Eliot's military program, for everyone from 20 to 45 years old, needed officers. The old Reserve Officer Training Corps (ROTC) was instituted in 1916. It was the quickest way of providing officers, but the program was at best an emergency measure. Harvard stopped all military training in the spring of 1919 to prepare a new program for the fall. The CRIMSON concurred with the postponement, despite "the desruction of enormous nations by the Bolshevicks and Reds and Sparticides."

Harvard President Abbott Lawrence Lowell recommended that the new ROTC program relegate the drill and infantry practices to the summer in order to concentrate on the more technical programs during the year. Soon an entire program for concentration in Military Science was developed, requiring courses in Military Science, Physics, Mathematics, History, and a full course in Literature.

Franklin D. Roosevelt '04, Assistant Secretary of the Navy, liked the program and on June 4 announced plans for Naval units of ROTC on many large college campuses.
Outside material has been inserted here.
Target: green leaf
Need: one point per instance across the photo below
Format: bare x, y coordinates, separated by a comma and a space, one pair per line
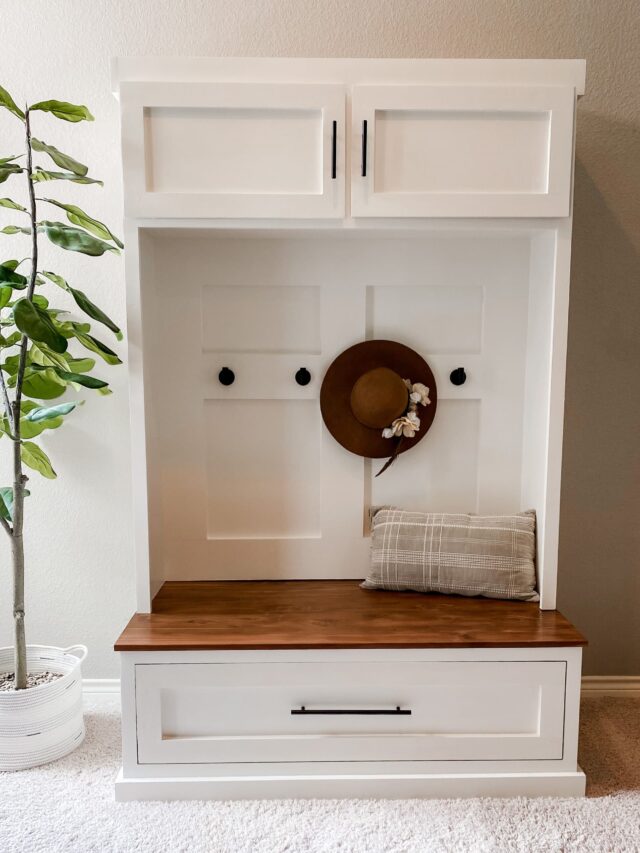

Harvard units were well-known during the war. Lieutenant-Coronel James A. Shannon, commandant of the Harvard ROTC during the spring and summer of 1917, was posthumously awarded the Distinguished Service Cross for heroism in France. Earlier, he had served in the Philippine Islands and from 1911 to 1914 took part in several expeditions against the "hostile" Moros in Mindanao. He served in Mexico with the Pancho Villa Punitive Expedition and was selected by General Pershing to command the famous Apache Indian Scouts. After his return from Mexico, he came to Harvard as Professor of Military Science and Tactics.

Colonel Robert C. F. Goetz, the commandant of the new Harvard ROTC units, worked out many of the plans for the national system.

"One of the greatest lessons learned in this war is the absolute necessity of a great reservoir of trained officer material," Goetz said. "It was learned early in the recent officers training camps that it was well nigh impossible task to train an officer properly in the technique of his branch of the service, if, at the same time, it was necessary to teach him the basic principles of a military education."

THE HARVARD Class of 1919, however, was as concerned with the new world order as they were with the permanent defense of freedom and democracy. President Woodrow Wilson returned from the Versailles Peace Conference and spoke to a crowd of 8000 at Mechanics Hall in Boston.

"The proudest thing I have to report to you is that this great country of ours is trusted throughout the world," Wilson said.

Wilson, ex-President William Howard Taft, and Harvard President Lowell campaigned across the country for the League of Nations. The Class of 1919 was largely in favor of the League.

The Great Debate about the League took place on March 19, 1919, between President Lowell '77 and Henry Cabot Lodge '71, Senator from Massachusetts. Over 100,000 people applied for tickets for the 2900 seats in Symphony Hall and the winners were chosen by lottery. Lodge offered five "constructive criticisms," the first of which was that the League "should be redrafted and put into language that everyone can understand."